As with personal bankruptcy, a business bankruptcy is matter of federal law. The federal Bankruptcy Code has a number of chapters under which a business can file for bankruptcy. The appropriate chapter depends on the specific business, the organizational structure of the business, the specific situation, and the post-bankruptcy goals of the business.
In most cases, a business will file for bankruptcy under Chapter 7, which is a liquidation, or Chapter 11, which is a reorganization. If the business is a family farm or a fishing enterprise, it might be possible to file under Chapter 12, which is specific to those types of family businesses. However, Chapter 12 is rare. Virtually all business bankruptcy cases will fall under Chapter 7 or Chapter 11.
Creditors can force a business into involuntary bankruptcy. The chapter options for involuntary bankruptcy are the same as if the business had filed on its own.
Differences between Chapter 7 and Chapter 11 Bankruptcy
The main difference between these two types of bankruptcy is the final outcome. Under a Chapter 7 bankruptcy, the court oversees the sale of all the business assets to pay off creditors, which generally results in the close of the business.
Under a Chapter 11 bankruptcy, the court-appointed trustee oversees a reorganization of the business with the goal of leaving bankruptcy as a stronger, more financially-viable enterprise. During the reorganization, the business will generally restructure its debt into a payment plan that the business can handle with its future earnings.
Business Bankruptcy of a Sole Proprietorship
If a single person entirely owns the business, then the business cannot file for a Chapter 7 liquidation. The individual can file for Chapter 7 bankruptcy, however, and those proceedings may cover the business debts.
A sole proprietorship can file for Chapter 11 reorganization. However, some bankruptcy attorneys are starting to file for sole proprietorship reorganization under Chapter 13, the bankruptcy reorganization chapter that applies to individuals. The purpose under either reorganization chapter is to consolidate the business debts and keep the business going.
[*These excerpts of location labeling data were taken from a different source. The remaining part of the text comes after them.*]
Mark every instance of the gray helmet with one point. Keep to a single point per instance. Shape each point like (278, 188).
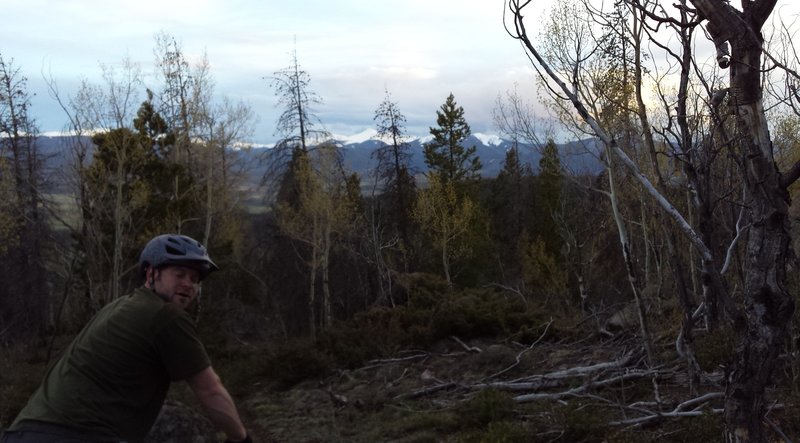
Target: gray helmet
(176, 250)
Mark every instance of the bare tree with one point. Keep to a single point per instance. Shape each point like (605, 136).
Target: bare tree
(23, 225)
(760, 325)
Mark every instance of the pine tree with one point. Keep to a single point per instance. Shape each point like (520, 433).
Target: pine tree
(445, 155)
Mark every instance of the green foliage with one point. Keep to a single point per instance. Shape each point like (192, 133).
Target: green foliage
(294, 362)
(445, 155)
(547, 193)
(20, 374)
(488, 406)
(445, 218)
(542, 272)
(582, 423)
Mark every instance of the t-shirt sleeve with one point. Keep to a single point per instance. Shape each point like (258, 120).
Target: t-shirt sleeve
(181, 351)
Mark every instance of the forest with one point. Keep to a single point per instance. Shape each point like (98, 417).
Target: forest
(654, 301)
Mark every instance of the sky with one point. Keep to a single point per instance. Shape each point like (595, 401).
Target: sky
(353, 50)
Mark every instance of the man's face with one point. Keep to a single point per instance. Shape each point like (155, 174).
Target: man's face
(178, 283)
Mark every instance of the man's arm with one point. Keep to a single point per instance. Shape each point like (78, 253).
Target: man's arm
(218, 403)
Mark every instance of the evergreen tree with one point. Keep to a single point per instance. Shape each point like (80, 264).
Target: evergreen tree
(548, 189)
(445, 155)
(510, 207)
(129, 198)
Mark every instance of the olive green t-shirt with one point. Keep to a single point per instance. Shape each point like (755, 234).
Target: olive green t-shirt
(113, 378)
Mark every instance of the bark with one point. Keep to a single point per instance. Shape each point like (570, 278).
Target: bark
(768, 306)
(762, 325)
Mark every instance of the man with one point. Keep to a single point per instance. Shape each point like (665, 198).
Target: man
(110, 383)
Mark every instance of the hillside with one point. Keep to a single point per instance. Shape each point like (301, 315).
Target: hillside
(577, 156)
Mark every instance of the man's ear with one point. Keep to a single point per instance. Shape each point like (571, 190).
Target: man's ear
(148, 276)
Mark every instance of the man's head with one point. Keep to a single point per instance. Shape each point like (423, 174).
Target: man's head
(173, 265)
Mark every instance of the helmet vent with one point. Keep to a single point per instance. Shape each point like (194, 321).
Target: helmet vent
(173, 250)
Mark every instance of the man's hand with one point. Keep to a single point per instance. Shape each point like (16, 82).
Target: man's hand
(247, 439)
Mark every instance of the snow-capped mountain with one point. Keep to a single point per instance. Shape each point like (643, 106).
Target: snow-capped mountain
(358, 152)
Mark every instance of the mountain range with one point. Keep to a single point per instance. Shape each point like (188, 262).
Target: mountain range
(578, 157)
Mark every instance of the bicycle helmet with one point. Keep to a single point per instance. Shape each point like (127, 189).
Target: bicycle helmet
(176, 250)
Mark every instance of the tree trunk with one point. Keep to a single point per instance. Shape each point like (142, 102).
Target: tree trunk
(768, 307)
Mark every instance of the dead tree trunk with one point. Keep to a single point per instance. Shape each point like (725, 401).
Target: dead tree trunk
(768, 307)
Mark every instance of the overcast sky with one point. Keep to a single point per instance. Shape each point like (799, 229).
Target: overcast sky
(420, 50)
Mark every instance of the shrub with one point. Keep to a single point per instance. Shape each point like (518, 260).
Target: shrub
(294, 362)
(488, 406)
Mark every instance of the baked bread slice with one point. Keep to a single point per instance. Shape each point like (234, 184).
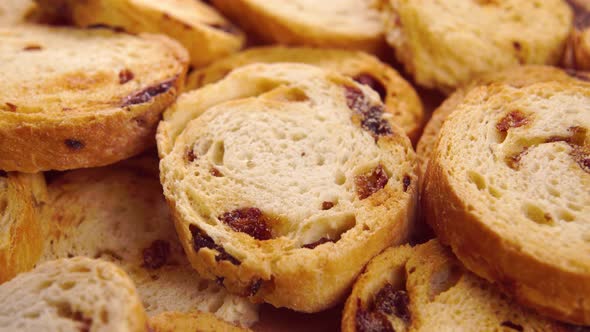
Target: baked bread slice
(80, 98)
(21, 198)
(577, 54)
(508, 187)
(444, 44)
(425, 288)
(198, 27)
(118, 213)
(77, 294)
(191, 322)
(285, 180)
(518, 76)
(348, 24)
(397, 94)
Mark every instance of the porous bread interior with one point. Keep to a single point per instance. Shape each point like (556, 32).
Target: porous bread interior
(443, 295)
(285, 157)
(77, 71)
(350, 17)
(115, 213)
(445, 44)
(542, 204)
(70, 294)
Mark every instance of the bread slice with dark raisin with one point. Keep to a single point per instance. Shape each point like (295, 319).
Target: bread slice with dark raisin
(74, 98)
(425, 288)
(400, 99)
(508, 188)
(72, 295)
(118, 213)
(285, 180)
(198, 27)
(21, 231)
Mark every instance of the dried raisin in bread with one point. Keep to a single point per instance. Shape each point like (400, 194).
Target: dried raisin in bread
(515, 76)
(198, 27)
(425, 288)
(21, 232)
(397, 94)
(349, 24)
(189, 322)
(76, 294)
(118, 213)
(577, 55)
(285, 180)
(508, 187)
(445, 44)
(74, 98)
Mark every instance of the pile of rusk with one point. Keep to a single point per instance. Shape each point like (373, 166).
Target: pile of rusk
(303, 176)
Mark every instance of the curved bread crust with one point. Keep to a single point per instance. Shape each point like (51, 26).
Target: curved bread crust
(77, 294)
(81, 98)
(397, 94)
(425, 288)
(519, 76)
(445, 44)
(348, 24)
(21, 232)
(191, 322)
(280, 188)
(199, 28)
(118, 213)
(577, 55)
(508, 188)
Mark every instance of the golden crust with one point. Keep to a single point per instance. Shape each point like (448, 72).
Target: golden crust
(199, 28)
(74, 132)
(191, 322)
(400, 98)
(269, 24)
(544, 282)
(21, 231)
(281, 271)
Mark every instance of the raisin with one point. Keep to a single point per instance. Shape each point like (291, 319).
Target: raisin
(11, 107)
(148, 93)
(368, 321)
(581, 14)
(226, 27)
(513, 119)
(407, 181)
(156, 255)
(73, 144)
(393, 302)
(248, 220)
(373, 83)
(254, 287)
(327, 205)
(317, 243)
(512, 326)
(125, 76)
(368, 184)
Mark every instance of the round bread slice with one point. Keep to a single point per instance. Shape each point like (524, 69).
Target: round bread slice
(446, 43)
(577, 55)
(21, 231)
(118, 213)
(425, 288)
(508, 187)
(397, 94)
(194, 321)
(348, 24)
(80, 98)
(77, 294)
(518, 76)
(285, 180)
(198, 27)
Advantages of Filing for Bankruptcy
A bankruptcy filing offers three advantages to businesses: the automatic stay, the centralization of all creditor claims, and the discharging of debt.
Discharging of Debt
Filing for bankruptcy doesn’t mean that creditors must forgive the business’s debts. Under all chapters, the business must generally still pay its debts. However, bankruptcy often does mean that the business may be able to pay less than the amount originally owed to a credit.
When a bankruptcy court approves the discharge of a debt, the court means that the the amount paid has fully satisfied the creditor’s claim with the approval of the bankruptcy court. After discharge of a debt, the creditor generally no longer has any claims against the business as related to that debt.
Automatic Stay and Centralizing Creditor Claims
If a business can’t pay its bills, creditors start calling and they may even start filing lawsuits. Once a business files for bankruptcy, creditors can no longer pursue repayment on their own. Creditors must operate through the bankruptcy court. A bankruptcy filing leads to stays in any other lawsuits filed against the business are stayed. A stay means a temporary stop in outside lawsuits so that the bankruptcy court can first address all matters related to the bankruptcy filing.